Around half of the movie's visuals feature the emergency vehicle as brothers Will and Danny (Jake Gyllenhaal and Yahya Abdul-Mateen II), after robbing a bank, use it to try to escape the police while taking medical technician Cam Thompson (Eiza Gonzalez) hostage. Michael Bay being himself, big budget car chases are aplenty here, and the characters won't feel like they're not relatable or two-dimensional.

Still, the long chase sequences would tend to make one question how come the authorities never got to outsmart the protagonists and box them in somewhere. To a certain extent, the story pacing got limited in this plot part, thus, perhaps, the inclusion of some 'intermission' scenes – such as some conversations involving the three characters, and one showing Will and Danny singing to Christopher Cross's Sailing while wearing earpods.

One saving grace in the ambulance sequences though, was the performances by the actors.

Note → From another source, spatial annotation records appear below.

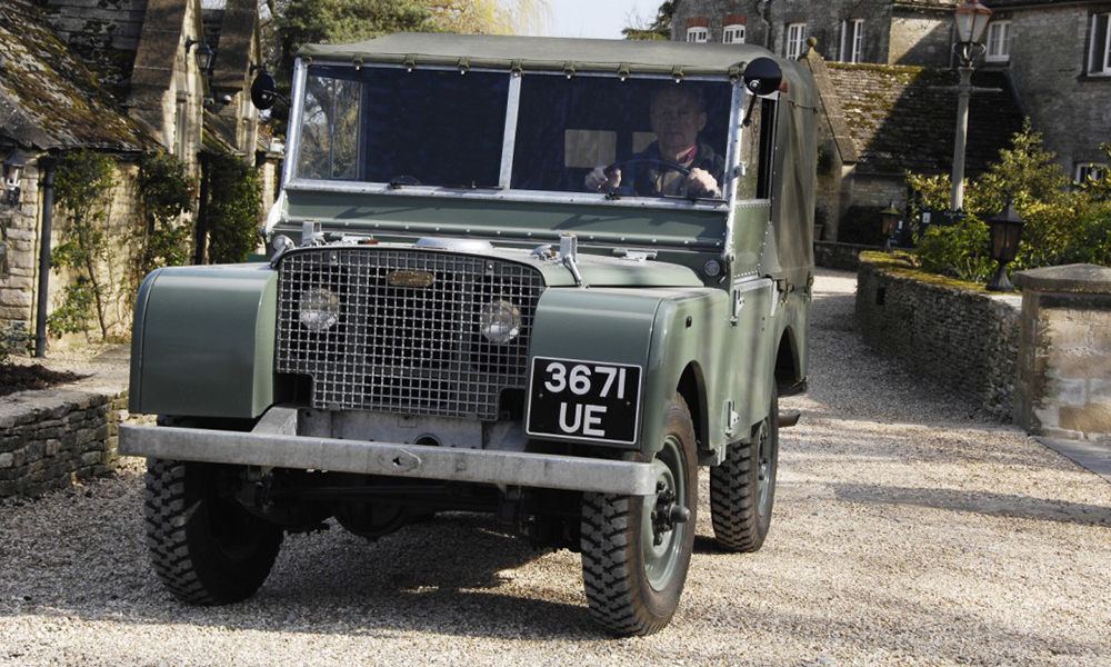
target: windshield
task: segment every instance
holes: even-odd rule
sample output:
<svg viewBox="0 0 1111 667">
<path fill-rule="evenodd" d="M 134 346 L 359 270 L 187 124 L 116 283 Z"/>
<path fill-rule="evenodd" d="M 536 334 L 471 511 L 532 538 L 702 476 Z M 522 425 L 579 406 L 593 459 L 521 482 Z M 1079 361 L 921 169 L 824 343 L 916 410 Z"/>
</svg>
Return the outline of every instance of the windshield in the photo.
<svg viewBox="0 0 1111 667">
<path fill-rule="evenodd" d="M 401 188 L 724 197 L 728 81 L 528 73 L 511 102 L 511 80 L 507 72 L 310 66 L 294 176 Z M 516 111 L 509 128 L 507 109 Z M 697 190 L 687 182 L 694 177 L 702 179 Z M 739 193 L 754 189 L 741 183 Z"/>
</svg>

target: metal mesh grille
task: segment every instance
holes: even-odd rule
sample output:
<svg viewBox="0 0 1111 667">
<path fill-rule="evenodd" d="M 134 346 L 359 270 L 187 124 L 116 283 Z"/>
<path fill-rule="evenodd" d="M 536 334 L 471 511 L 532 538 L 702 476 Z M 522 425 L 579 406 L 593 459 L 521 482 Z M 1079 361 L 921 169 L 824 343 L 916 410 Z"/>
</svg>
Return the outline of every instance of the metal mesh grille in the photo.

Gyllenhaal and Abdul-Mateen were undoubtedly engaging, and Eiza Gonzalez – wow – she has such a captivating presence on screen!

Cinematography-wise, I find that the bee/fly POV in the camera work, gliding through building surfaces like Spider-Man, feels stylistically unnecessary and unsuccessful as attempts to add tension and 'bigness' to the film. It was also somewhat distracting that despite all the stressful situations the protagonists figure in, their appearances would be all fine moments after.

In the end, as we navigate our way through the 'new normal,' it's possible that movie consumption in the local theatres won't ever go back to pre-pandemic popularity, especially with the wider penetration of streaming services even among casual viewers. Nevertheless, I guess as long as there are entertaining, big movies of Michael Bay scale under 'now showing' or 'coming soon,' the film industry's not dead yet, and can still very much recover.